If you're not buying this one for carry, I'd go with the Glock or XD. And go to 9mm instead of .380. 9mm ammo is cheaper, more readily available, and more bang for the buck. Although Glock is undeniably a great gun, the XD does offer the added grip safety. Some will say derogatory things about it, but the 1911s have them, you will barely notice it, and it could prevent an ND. Plus the XD-9 (M) carries 19 in the mag +1 in the pipe. Another great choice is the Beretta PX4 Storm in 9mm. You can even get the extended 20 round mag for this one for a total of 21 rounds in the hand. Best advice I can give is, go to your LGS or range where you can rent and handle a few. There is a lot to be said about how comfortably the pistol "fits" in your hand. The more comfy you are handling it, the more accurate you'll probably be. Good luck.


----------



## cengasser (Mar 12, 2012)

Everyone has been so helpful. Actually went to a pawn shop & the guys were great. Explained, demonstrated & let me handle and see the fit. I actually like the 9mm, the 40 was nice but maybe to much for a first auto.


----------



## dahoate (Nov 21, 2011)

I bought a cobra arms 380 and love it and now also purchasing a 40 or 45 cal as well. I am a security officer and had a 9mm and found alot of police officers are going to the 40 or 45 cal as a service revolver. I am looking for some ideas.


----------



## partdeux (Aug 3, 2011)

dahoate said:


> I bought a cobra arms 380 and love it and now also purchasing a 40 or 45 cal as well. I am a security officer and had a 9mm and found alot of police officers are going to the 40 or 45 cal as a service revolver. I am looking for some ideas.


what ever you can shoot best. Don't get sucked into the bigger is better. 1 shot stopping power is similar between the different cal's. 3 well placed shots with a .380 are likely to stop a threat faster than 1 poorly placed shot with a .45


----------



## TheLazyL (Jun 5, 2012)

cengasser said:


> We own a couple not completely ignorant. But was wondering is the SS slide affects the gun? Or is it just for show!
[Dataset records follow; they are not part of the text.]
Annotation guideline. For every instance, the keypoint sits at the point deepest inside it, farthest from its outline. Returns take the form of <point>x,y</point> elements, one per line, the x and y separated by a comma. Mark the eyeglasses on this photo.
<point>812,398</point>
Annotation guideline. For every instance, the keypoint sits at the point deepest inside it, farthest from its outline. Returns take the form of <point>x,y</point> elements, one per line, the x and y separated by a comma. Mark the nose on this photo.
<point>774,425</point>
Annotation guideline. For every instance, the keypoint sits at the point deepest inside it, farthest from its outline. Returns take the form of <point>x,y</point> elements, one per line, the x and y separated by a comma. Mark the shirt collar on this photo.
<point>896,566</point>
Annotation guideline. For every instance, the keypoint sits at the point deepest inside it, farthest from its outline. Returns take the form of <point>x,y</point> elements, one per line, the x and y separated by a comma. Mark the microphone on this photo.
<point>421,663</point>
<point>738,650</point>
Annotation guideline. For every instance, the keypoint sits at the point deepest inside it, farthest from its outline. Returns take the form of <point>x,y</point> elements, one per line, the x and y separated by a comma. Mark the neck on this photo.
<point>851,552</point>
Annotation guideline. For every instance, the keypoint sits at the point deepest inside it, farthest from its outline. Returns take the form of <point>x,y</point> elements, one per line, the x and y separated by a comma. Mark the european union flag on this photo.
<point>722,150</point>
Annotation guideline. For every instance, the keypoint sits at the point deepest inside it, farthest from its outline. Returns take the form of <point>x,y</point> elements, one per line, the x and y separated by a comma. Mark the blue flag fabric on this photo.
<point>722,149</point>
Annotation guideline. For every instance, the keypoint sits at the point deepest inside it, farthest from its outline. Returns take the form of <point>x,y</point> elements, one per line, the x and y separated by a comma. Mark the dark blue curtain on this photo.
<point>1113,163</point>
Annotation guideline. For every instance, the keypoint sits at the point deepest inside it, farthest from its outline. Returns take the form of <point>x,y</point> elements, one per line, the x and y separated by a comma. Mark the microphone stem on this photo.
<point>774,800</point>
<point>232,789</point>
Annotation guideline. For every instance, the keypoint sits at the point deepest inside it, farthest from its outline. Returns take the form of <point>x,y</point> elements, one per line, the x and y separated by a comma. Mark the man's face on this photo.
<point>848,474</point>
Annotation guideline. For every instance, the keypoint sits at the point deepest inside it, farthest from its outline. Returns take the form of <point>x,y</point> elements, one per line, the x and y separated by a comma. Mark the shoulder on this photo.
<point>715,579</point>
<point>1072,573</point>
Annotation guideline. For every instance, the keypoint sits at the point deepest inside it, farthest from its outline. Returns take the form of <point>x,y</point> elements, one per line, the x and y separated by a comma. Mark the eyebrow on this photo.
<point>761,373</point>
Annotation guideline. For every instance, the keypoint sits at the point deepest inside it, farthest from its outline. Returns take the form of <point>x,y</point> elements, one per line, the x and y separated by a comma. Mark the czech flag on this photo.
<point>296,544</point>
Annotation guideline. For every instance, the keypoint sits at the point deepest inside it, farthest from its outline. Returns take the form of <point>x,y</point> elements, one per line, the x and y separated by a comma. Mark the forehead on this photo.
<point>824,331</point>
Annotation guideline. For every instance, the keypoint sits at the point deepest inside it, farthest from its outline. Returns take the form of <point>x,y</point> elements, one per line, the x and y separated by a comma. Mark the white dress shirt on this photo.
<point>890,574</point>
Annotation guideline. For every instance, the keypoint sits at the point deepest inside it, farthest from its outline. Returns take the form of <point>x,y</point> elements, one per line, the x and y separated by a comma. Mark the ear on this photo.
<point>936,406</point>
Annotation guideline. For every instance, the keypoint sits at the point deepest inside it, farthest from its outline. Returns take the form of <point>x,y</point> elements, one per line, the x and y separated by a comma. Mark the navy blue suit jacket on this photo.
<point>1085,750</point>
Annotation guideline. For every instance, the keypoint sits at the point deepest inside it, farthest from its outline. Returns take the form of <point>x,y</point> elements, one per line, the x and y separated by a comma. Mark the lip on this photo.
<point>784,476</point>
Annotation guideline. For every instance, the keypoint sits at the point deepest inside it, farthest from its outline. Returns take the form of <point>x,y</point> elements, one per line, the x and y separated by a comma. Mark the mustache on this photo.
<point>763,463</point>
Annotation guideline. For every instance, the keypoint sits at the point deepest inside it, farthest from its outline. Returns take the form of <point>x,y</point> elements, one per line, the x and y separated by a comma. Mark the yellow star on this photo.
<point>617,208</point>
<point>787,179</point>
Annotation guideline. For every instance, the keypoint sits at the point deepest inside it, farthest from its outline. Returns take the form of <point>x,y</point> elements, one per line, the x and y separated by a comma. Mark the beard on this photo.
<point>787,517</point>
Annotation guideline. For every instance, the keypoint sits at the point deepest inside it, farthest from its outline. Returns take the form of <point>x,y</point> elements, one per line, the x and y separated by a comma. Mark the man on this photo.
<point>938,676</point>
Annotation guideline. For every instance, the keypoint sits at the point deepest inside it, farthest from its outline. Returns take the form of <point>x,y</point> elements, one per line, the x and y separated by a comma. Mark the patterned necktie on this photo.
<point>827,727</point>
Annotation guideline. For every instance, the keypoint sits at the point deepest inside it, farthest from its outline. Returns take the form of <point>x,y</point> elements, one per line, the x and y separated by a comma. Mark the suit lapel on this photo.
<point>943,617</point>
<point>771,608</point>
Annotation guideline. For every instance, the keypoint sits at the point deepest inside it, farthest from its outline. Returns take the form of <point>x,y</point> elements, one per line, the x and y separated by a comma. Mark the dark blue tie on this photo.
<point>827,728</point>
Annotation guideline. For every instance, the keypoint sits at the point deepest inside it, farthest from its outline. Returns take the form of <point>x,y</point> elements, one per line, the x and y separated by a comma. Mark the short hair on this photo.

Mostly for show, takes longer to rust.


----------



## hiwall (Jun 15, 2012)

All above is good. It sounds like you have a revolver already. Do you shoot that single-action or double-action? Some have a hard time getting used to the triggers on the Glocks,XD's, LCP's etc. They are fine guns but the are (kinda) double-action only. For strict self-defense they are most likely the best choice as there is no safety to worry about in a stress filled situation. But for target or fun shooting I like single-action pistols.


----------



## cajunmeadows (Oct 21, 2011)

Another good starter pistol would be the Bersa .380. I have 2 love them ammo is not bad and a good conceal carry gun. My personal is a colt .45 but they cost a bit. I also like the Glock now. I think the .40 cal is the way to go. Very quickly becoming the number 1 round. JMO 
Also the glock can be customized , even by an oaf like myself. Cost a bit but you can add all sorts of acessories. Titanium firing pins buffers with different recoil poundage for better accuracy. I like this a bunch.


----------



## Redtail (Oct 17, 2008)

I have shot some pretty insane pistols in the past. All manner of 1911's, Sig-Sauers, military-model Ballester-Molinas, MRC Mk XIX's in .357, .44 and .50AE.

THe best among them remains, to this day, the Smith & Wesson Model 39. 
It's slim, it's accurate, it's very comfortable even for such a small gun in my meatnormous hands. It's chambered in 9x19, and while it's only an 8+1 capacity, like I said it's very slim.


----------